Visibility determines whether your files are secure or not.

Private
This secures your files. Only authorized users of the Owner and Tenants account may view the bucket and download its files. This is the default.
Public
This makes your files available to the public. Anyone, including anonymous users/scripts can download these files without any authentication.

Warning

Be careful not to store sensitive files in a Public archive.

Users of the Owner account may fully manage the files in a bucket.

Tenants

Users of the Owner account may fully manage the files in a bucket. Users of the Tenant account(s) will have read-only access. The may browse and download files in the bucket.

Both Owner and Tenants must have the Services: Archives permission to access a Private bucket. READ level access allows browsing and downloading files in the bucket.

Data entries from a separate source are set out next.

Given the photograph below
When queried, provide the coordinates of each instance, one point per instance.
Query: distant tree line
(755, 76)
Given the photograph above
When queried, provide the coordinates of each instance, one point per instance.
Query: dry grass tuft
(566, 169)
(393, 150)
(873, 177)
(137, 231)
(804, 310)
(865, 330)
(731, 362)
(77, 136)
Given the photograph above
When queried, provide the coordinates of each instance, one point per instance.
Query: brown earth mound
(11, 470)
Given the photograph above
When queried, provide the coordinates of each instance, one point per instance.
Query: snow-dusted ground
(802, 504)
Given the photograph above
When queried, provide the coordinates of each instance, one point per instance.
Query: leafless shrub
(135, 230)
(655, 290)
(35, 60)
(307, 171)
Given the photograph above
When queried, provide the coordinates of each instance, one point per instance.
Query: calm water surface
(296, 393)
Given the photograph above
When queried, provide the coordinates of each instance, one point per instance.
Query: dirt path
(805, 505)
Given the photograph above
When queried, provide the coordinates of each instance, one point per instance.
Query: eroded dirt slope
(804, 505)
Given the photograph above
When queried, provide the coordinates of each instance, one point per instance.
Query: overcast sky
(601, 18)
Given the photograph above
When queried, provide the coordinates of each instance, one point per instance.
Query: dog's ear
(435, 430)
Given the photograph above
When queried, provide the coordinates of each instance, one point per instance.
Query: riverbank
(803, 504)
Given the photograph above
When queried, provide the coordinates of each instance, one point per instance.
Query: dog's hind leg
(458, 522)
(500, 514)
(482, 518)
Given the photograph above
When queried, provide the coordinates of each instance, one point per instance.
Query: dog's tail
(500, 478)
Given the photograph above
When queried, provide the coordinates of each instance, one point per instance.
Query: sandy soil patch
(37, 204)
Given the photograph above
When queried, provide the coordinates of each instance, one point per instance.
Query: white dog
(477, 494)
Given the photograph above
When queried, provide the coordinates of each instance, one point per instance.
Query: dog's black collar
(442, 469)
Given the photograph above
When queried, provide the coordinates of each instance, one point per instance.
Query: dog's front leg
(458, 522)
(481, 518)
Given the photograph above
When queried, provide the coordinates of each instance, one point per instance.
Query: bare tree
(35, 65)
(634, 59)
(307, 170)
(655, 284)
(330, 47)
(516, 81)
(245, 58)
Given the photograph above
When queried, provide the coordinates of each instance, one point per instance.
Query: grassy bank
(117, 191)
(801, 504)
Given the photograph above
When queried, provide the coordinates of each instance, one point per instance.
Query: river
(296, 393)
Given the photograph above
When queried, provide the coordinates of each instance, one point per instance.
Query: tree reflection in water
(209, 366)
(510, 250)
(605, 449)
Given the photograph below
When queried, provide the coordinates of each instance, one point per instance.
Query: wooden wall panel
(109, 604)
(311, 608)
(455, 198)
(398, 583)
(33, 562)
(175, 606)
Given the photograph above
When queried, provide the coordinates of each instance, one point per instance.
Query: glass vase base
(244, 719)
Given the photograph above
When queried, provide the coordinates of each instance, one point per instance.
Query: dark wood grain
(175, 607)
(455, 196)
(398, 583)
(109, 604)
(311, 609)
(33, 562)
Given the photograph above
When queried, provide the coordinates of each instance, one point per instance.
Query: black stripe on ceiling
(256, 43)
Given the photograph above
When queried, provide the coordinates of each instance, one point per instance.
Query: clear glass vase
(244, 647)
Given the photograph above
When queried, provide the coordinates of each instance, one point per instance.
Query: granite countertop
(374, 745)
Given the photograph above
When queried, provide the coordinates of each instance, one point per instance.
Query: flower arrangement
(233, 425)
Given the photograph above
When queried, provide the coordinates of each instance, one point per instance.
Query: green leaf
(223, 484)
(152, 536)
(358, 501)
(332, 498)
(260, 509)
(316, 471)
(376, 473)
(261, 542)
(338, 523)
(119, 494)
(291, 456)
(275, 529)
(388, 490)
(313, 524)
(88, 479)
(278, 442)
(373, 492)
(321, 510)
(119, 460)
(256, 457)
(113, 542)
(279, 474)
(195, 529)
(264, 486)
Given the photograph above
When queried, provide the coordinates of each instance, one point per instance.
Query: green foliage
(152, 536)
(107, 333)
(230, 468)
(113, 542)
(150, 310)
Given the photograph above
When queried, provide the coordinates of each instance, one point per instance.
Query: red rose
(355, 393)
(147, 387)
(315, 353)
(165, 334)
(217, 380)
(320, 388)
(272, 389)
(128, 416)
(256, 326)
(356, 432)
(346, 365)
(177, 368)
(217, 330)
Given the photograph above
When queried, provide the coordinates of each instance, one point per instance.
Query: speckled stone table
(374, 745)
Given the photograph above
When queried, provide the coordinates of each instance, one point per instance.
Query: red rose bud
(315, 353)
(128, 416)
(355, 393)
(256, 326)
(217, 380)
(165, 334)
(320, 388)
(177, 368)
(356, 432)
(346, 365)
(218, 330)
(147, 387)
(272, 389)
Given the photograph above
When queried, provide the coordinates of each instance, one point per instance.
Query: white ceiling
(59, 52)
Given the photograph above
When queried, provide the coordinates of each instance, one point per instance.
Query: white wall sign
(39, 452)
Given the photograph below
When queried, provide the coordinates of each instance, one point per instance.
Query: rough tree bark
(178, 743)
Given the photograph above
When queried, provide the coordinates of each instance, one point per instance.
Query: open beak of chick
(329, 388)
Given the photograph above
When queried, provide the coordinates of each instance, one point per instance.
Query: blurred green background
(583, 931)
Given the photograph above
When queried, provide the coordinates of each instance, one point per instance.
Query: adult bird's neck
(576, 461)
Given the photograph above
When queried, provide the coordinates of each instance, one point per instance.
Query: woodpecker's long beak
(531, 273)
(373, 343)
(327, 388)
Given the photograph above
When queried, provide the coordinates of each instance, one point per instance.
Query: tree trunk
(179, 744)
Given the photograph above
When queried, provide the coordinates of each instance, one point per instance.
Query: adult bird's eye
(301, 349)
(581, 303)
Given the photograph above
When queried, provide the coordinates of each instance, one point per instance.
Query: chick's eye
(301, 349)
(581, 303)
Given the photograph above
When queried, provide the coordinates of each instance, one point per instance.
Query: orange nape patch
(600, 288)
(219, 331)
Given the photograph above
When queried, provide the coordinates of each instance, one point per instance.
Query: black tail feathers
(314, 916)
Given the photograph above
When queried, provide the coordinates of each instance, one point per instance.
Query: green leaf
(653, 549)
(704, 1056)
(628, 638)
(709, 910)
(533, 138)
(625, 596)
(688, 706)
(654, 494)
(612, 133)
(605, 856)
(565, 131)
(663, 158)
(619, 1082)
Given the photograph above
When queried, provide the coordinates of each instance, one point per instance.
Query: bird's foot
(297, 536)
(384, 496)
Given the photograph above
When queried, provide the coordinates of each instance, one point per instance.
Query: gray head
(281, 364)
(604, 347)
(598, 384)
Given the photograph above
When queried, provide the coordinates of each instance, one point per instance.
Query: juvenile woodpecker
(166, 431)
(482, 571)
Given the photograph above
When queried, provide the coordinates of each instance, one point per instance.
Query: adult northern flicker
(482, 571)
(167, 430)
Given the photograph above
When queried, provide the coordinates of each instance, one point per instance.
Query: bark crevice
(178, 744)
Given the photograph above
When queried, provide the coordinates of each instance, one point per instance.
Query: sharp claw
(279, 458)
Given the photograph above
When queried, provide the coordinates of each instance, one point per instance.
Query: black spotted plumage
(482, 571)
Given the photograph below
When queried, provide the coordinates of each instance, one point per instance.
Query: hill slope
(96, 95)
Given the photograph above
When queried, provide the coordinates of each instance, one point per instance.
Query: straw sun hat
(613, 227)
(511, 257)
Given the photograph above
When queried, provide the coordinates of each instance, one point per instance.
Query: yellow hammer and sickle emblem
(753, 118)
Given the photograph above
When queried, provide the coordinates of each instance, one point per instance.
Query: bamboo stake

FULL access allows full management of the bucket and its files. This includes modifying files and links, bucket settings and deleting it.

Files

To add a file to a bucket, click on the bucket name, and then click the + ADD FILE button. Once added, click on the file name to access the links, history and script section for the file.

Scripts

Morpheus automatically generates syntax for creating a link to a file in your Scripts. When the Script is generated, it will create a temporary link to download the file and return the URL of that link. This link is made available to the public. It is accessible to any user or script that can reach the appliance. Downloading the file only requires knowing the URL, which includes a secret token parameter. You can specify the number of seconds before the link expires. The default value is 1200 (20 minutes).